Sure enough, a little boy was born a few days later and my dad had his little hunting buddy like he always wanted. The years went by and he would take me hunting, either in a little backpack or tagging along at his heels, dog in tow. Sometimes with a ****-skin hat on my head looking eerily similar to Scott Farkus, other times wearing my cowboy boots and cap-gun on my hip. 

Finally when I was around 7 or 8 years old he pulled out this little Spesco 410 shotgun with a full choke and said that it was time that I learned how to hunt with him. So we went out and started to practice.

In some ways, I was a little jealous that he had a pump gun that could shoot more than one shell. But my dad told me that if I got good enough with my single shot, then I wouldn't ever need a second shot, and if I had more than one shot that would mean that it'd make me a lazy shooter. At the time, I don't think I really knew what he meant but it sounded good enough to me so I kept plugging away with my 410.

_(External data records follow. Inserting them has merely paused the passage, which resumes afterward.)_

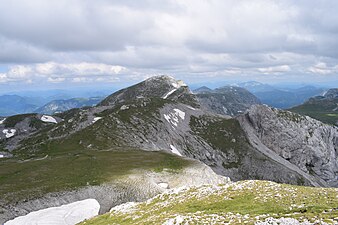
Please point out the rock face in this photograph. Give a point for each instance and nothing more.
(301, 140)
(323, 107)
(58, 106)
(244, 202)
(137, 186)
(162, 114)
(331, 93)
(227, 100)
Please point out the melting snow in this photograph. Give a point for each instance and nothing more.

Time went on and I became a crack shot with this goofy little shotgun. I shot doves, rabbits, rats, and even ducks with my trusty 'ol 410. I learned how to lead perfectly with the small shotgun and understood that I only had a small amount of shot to connect with my intended target compared to the larger gauges, so I learned to head shoot to as often as possible.

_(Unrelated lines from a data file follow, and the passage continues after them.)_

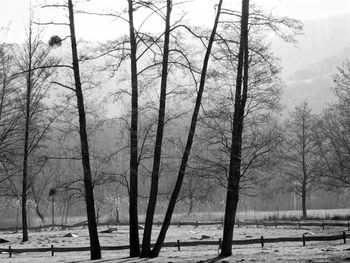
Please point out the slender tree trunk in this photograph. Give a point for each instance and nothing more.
(146, 242)
(67, 213)
(133, 194)
(95, 250)
(26, 140)
(186, 154)
(303, 200)
(237, 130)
(190, 205)
(53, 210)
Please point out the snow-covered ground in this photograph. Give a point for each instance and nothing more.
(326, 251)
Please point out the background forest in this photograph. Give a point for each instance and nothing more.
(65, 101)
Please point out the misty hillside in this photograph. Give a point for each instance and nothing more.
(309, 64)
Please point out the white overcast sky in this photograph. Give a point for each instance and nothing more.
(14, 13)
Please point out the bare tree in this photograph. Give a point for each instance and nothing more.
(146, 243)
(133, 213)
(35, 64)
(191, 133)
(300, 151)
(236, 146)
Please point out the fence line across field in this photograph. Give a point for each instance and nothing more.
(262, 241)
(298, 224)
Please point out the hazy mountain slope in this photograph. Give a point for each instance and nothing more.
(308, 66)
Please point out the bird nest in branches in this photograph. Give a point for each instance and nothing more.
(55, 41)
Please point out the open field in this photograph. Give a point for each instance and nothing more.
(327, 251)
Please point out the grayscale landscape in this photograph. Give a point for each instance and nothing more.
(174, 131)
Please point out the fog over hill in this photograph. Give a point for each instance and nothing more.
(309, 64)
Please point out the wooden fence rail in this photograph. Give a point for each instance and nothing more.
(179, 244)
(298, 224)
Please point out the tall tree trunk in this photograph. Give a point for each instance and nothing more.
(26, 139)
(133, 194)
(303, 199)
(146, 242)
(53, 210)
(237, 130)
(95, 250)
(191, 133)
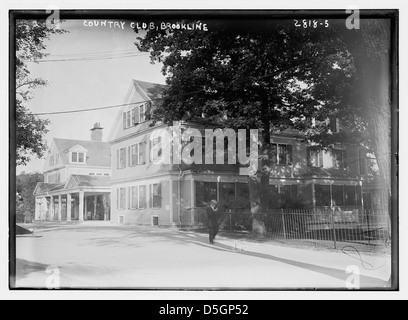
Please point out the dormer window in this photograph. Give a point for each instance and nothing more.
(78, 157)
(136, 115)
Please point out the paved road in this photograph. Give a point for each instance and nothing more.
(140, 257)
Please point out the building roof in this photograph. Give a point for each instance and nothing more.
(99, 153)
(153, 90)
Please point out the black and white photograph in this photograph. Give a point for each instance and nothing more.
(222, 150)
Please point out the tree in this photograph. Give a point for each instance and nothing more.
(30, 36)
(370, 47)
(260, 74)
(25, 200)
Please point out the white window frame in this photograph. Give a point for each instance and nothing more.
(152, 195)
(141, 147)
(139, 197)
(131, 154)
(119, 196)
(118, 156)
(134, 204)
(77, 157)
(318, 155)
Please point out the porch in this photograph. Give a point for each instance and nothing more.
(74, 201)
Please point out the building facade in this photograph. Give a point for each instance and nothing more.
(149, 192)
(76, 183)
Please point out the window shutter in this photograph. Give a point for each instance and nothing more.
(309, 157)
(148, 112)
(345, 163)
(151, 195)
(159, 194)
(289, 154)
(150, 151)
(274, 153)
(321, 158)
(136, 111)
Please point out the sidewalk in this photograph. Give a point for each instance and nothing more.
(335, 262)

Fast forward many years, I am now grown with kids of my own. I have owned several shotguns over the years and still do. Some are pretty O/Us, others are ugly camo duck guns, others plain old pumps, and one little 410. And oddly the one that sees the most use when piddling around is my 410. 

I still look at my 410 with fondness. Remembering all the adventures I had been on with it. From my first bird that I dropped out of the sky to the first rabbit I hit on a dead run. Each successful hunt emblazoned upon my mind. Sometimes I find myself pulling my little shotgun out of the safe and just staring at it while thinking about the grand old adventures we have been on together. 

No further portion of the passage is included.